OREANDA-NEWS. State Street Corporation's (STT) first quarter 2016 (1Q16) earnings were impacted by a weaker global market environment, according to Fitch Ratings. On a GAAP basis this dropped the company's return on average equity (ROE) to 6.8% in 1Q16, down from 11.6% in the sequential quarter and 7.9% in the year-ago quarter. This quarter's results included a $62 million net after tax restructuring charge ($97 million pre-tax) related to the company's cost or 'Beacon' initiatives.

On an operating basis, which adjusts for the charge above as well as some other items, STT's 1Q16 ROE was 8.4%, down from 10.5% in the sequential quarter and 10.4% in the year-ago quarter. This is below Fitch's range of estimate for STT's cost of equity of between 10% to 12%. This was due to lower servicing and management fees as equity values were down globally, as well as higher compensation expenses.

Given the weaker quarterly results, expense management continues to be a key focus for STT. The company's recently rolled out efficiency initiative, labeled the Beacon program, should significantly aid in this effort. As noted above, while some restructuring charges from Beacon were evident in this quarter's results, Fitch believes STT may incur an additional $300 million of pre-tax restructuring charges over the next 19 quarters.

To the extent that longer-term this initiative permanently reduces STT's cost base, it could help the company's returns to potentially exceed its cost of equity. In 2016, the Beacon program is forecast to deliver $100 million of annualized expense savings, inclusive of the company's headcount reduction announced in October 2015.

On an operating basis, in 1Q16 STT still produced negative operating leverage relative to both the sequential and year-ago quarters. Relative to the sequential quarter expenses were up 6.8% due primarily to higher compensation expenses related to seasonal deferred incentive compensation expense. Compared to the year-ago quarter, expenses were only up 0.1%, though there were higher information systems and communication expenses.

The revenue environment for STT remains challenging amid weaker global equity markets, given the company's higher proportion of equity related business segments On an operating basis revenues were down 0.5% from the sequential quarter, and down 3.7% from the year ago quarter. Revenue performance in 1Q16 was also unfavorably impacted by the strong U.S. Dollar.

Servicing and management fees also declined relative to the sequential and year-ago quarters given weaker global equity conditions, as STT tends to have a higher proportion of equity related servicing assets. This began to reverse during the latter half of 1Q16 and into 2Q16 due to improvements in developed markets, though emerging markets remain challenging.

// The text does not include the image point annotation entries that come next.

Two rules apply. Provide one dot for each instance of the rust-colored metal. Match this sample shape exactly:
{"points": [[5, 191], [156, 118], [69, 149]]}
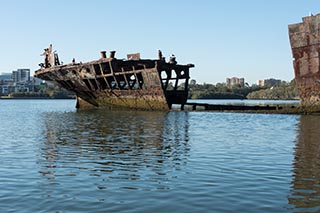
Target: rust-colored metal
{"points": [[305, 44], [113, 83]]}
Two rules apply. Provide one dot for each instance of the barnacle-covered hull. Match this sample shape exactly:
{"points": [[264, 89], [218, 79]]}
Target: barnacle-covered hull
{"points": [[116, 83]]}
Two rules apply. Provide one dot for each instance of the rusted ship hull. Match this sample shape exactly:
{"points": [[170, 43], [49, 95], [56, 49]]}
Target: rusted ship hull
{"points": [[121, 84], [305, 44]]}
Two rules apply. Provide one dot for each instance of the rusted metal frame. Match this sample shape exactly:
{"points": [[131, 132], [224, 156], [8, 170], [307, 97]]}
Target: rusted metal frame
{"points": [[169, 74], [90, 84], [177, 79], [103, 75], [95, 79], [125, 77], [186, 86], [113, 75], [136, 77]]}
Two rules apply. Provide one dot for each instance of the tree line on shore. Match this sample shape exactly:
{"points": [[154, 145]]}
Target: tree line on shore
{"points": [[285, 91]]}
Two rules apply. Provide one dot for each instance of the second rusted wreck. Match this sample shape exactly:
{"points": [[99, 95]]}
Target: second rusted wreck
{"points": [[135, 83]]}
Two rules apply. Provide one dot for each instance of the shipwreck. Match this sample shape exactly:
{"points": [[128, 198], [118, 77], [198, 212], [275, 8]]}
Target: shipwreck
{"points": [[305, 45], [132, 83]]}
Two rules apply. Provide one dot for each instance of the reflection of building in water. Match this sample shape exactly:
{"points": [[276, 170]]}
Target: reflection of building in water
{"points": [[118, 145], [305, 192]]}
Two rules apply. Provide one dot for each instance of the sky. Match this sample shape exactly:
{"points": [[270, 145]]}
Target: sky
{"points": [[223, 38]]}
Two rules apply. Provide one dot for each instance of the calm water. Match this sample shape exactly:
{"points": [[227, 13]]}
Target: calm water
{"points": [[55, 159]]}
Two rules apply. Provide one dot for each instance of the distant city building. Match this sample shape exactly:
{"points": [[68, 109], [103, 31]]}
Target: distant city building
{"points": [[6, 76], [234, 81], [269, 82]]}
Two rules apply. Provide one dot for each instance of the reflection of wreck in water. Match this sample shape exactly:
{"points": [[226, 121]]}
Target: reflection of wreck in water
{"points": [[116, 83], [305, 192], [120, 145]]}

Market-based revenue was primarily higher. Foreign exchange (FX) revenue was up relative to the sequential quarter on higher volumes due to some increased FX volatility but down relative to the year-ago quarter. Similarly, securities finance revenue also increased relative to both the sequential and year-ago quarters. Despite these increases, market based revenue is proportionately much smaller than the servicing and management fees noted above, so they couldn't fully offset the declines.

Net interest revenue (NIR) expanded by 5.1% relative to the sequential quarter due in large part to the Federal Reserve's 25 basis point interest rate increase last year. NIR was down 4.6% relative to the year-ago quarter due primarily to fewer earning assets.

Given the rate increase previously noted, the company's net interest margin (NIM) on an operating basis increased to 1.12% in 1Q16, up from 1.01% in both the sequential and year-ago quarters.

Fitch continues to view STT's capital and liquidity positions as solid and supportive of the company's ratings.

STT's estimated fully phased-in Basel III Common Equity Tier 1 (CET1) ratio on a standardized basis was 12% at 1Q16 and on an advanced approach basis was 11.9%. Fitch continues to expect convergence between the standardized and advanced approach CET1 ratios, but the lower of the two in any one quarter is STT's binding constraint.

More binding than the CET1 ratios noted above, however, is the enhanced supplementary leverage ratio (SLR) for STT and its peer large processing banks. As of 1Q16, STT's SLR at the holding company was 6%, 100 basis points above the requirement, and at the main bank subsidiary was 6.2%, 20 basis points above the requirement.

Additionally, STT's balance sheet remains very liquid with client deposits representing nearly 76% of total assets and with 93% of the company's investment portfolio carrying either 'AAA' or 'AA' ratings.

Two weeks ago the Federal Reserve and FDIC released their review of STT's July 2015 resolution plan submission and indicated it is not credible. Fitch expects STT to address additional modeling and monitoring capabilities among others concerns and to address all the deficiencies by Oct. 1, 2016.

Fitch does not view the lack of acceptance of STT's resolution plan by regulators to be indicative of the company's current and ongoing financial health. STT's ratings incorporate the expectation that it will satisfy the regulators' requirements around its resolution planning.